The issue becomes more interesting when you account for health care's changing provider landscape––specifically, the growing number of physician assistants and nurse practitioners.
"The U.S. health workforce is now an eclectic mix of different providers. We thought it'd be interesting to see if other providers such as nurse practitioners and physician assistants established their practices in more affluent communities such as medical physicians," said Matthew Davis, assistant professor at the U-M School of Nursing.
Researchers compared the number of physicians, physician assistants, nurse practitioners and chiropractors available in counties at different levels of income and health status. They used life expectancy as an indicator of the need for health care. The new study is published online in the Journal of General Internal Medicine.
They found that more physicians, physician assistants and chiropractors are available in the most affluent areas with already high life expectancy, which falls in line with conventional thinking. However, more nurse practitioners practiced in lower income areas with low life expectancy, which could to some degree offset a dearth of doctors in high-need areas.
There were 30 percent more physicians but 15 percent fewer nurse practitioners in the highest income areas, when compared to the lowest income areas, Davis said. When the researchers examined where nurse practitioners work, they found that the availability of nurse practitioners was about 50 percent higher in the least healthy counties compared with the healthiest.
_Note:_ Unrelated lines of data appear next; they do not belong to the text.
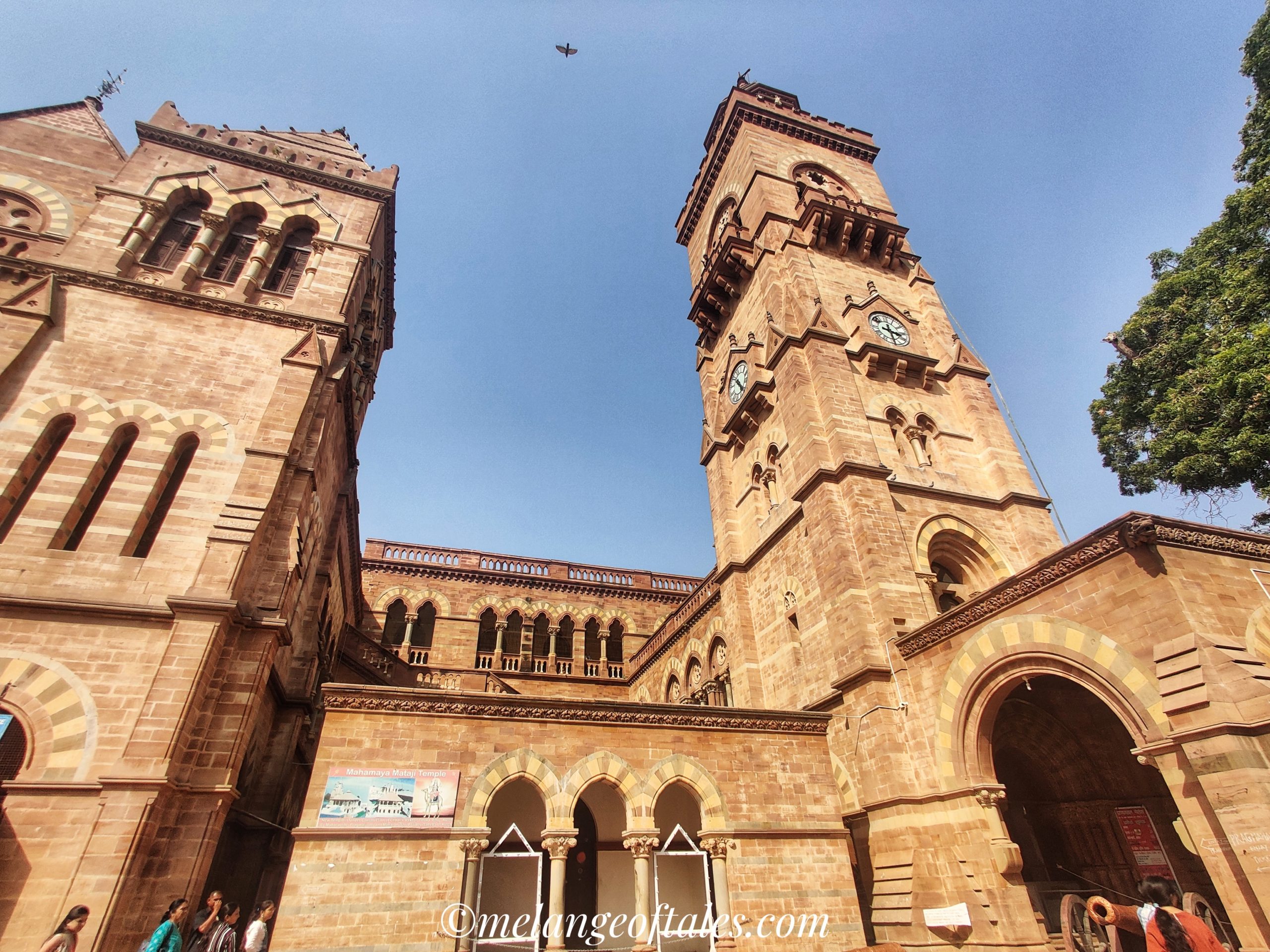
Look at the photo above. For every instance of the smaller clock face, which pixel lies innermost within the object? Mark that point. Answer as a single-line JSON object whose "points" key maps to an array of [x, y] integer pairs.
{"points": [[737, 385], [889, 329]]}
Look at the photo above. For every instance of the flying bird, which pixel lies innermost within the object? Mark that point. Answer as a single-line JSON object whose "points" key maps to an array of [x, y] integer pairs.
{"points": [[1127, 352]]}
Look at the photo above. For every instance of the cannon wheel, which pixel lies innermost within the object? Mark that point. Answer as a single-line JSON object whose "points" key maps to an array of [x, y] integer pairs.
{"points": [[1197, 905], [1080, 932]]}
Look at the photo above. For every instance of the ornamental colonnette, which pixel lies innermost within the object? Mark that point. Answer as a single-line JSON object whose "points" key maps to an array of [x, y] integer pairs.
{"points": [[894, 694]]}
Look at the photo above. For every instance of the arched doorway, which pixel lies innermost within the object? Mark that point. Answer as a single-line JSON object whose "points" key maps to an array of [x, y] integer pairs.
{"points": [[600, 871], [681, 870], [1087, 817], [513, 880], [13, 748]]}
"That was nice to see," Davis said. "The nurse practitioner workforce appears to be having some positive effects. Our work shows that nurse practitioners are more likely to set up shop in areas of higher need and other studies have shown that they provide a substantial amount of care for individuals with chronic illness."
The availability of physician assistants mirrored that of physicians, probably because these two disciplines are often tied together through licensure.
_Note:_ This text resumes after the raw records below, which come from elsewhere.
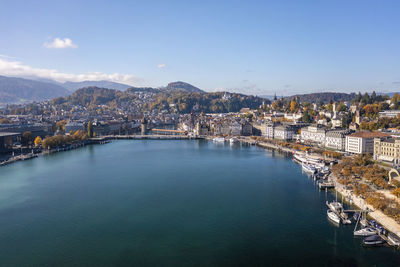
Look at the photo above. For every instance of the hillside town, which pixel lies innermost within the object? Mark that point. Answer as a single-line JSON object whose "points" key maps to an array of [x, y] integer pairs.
{"points": [[367, 124]]}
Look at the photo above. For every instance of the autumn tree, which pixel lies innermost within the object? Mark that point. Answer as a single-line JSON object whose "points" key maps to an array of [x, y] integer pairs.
{"points": [[38, 141]]}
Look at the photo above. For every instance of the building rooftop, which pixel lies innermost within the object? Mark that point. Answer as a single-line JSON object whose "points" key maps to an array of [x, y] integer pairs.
{"points": [[366, 134], [3, 134]]}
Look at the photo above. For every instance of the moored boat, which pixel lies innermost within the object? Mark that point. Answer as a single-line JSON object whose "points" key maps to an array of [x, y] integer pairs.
{"points": [[233, 140], [219, 139], [365, 232], [335, 206], [373, 240], [324, 185], [308, 168], [333, 216], [393, 239]]}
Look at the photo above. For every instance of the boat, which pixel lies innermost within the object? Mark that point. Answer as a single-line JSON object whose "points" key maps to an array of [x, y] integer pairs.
{"points": [[365, 232], [219, 139], [374, 240], [233, 140], [345, 218], [308, 168], [324, 185], [335, 206], [333, 216], [393, 239], [299, 158], [364, 222]]}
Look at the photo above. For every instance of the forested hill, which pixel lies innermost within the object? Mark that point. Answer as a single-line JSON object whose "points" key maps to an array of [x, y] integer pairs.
{"points": [[323, 97], [175, 101], [204, 102], [19, 90]]}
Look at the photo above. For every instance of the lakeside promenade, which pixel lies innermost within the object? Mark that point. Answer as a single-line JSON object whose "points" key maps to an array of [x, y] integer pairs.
{"points": [[387, 222]]}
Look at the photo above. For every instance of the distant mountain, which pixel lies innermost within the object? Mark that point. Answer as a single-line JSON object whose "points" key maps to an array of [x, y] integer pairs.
{"points": [[323, 97], [73, 86], [183, 87], [173, 87], [388, 94], [19, 90], [270, 97]]}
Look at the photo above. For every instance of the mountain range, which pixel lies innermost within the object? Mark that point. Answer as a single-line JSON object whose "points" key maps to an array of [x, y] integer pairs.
{"points": [[15, 90]]}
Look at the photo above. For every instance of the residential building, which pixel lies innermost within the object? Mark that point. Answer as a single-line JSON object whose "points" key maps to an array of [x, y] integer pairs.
{"points": [[389, 113], [336, 139], [313, 133], [74, 126], [7, 140], [247, 129], [236, 128], [362, 142], [387, 149], [284, 132], [269, 129]]}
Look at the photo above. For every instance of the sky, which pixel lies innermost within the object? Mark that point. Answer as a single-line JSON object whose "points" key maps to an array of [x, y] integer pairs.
{"points": [[253, 47]]}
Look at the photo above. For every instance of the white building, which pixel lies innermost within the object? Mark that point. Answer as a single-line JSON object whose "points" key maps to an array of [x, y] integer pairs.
{"points": [[313, 133], [336, 139], [269, 130], [284, 132], [74, 126], [362, 142], [236, 128], [389, 113]]}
Chiropractors were most likely to work in areas of high income and greater health. Most chiropractors are small business owners, so it makes sense that those providers would locate in higher income areas, where demand is probably greater.
A study last year conducted for the Association of American Medical Colleges predicted a shortage of between 40,800 and 104,900 primary and specialty care physicians by 2030. One thought is that the growing number of physician assistants and nurse practitioners can help meet the growing demand for primary care.
The Bureau of Labor statistics projects that the number of physician assistants and nurse practitioners will grow 37 percent and 31 percent respectively, which is much faster than the 7 percent average growth for other occupations.
This is due to the aging population, demand for preventive care and overall increased demand for health care services. Employment of physicians and surgeons is expected to grow only 13 percent during the same time period.
The study, "Supply of healthcare providers in relation to county socioeconomic and health status," appears in the Journal of General Internal Medicine.
Davis also has an appointment at U-M's Institute for Social Research and is a faculty affiliate of the U-M Institute for Healthcare Policy and Innovation.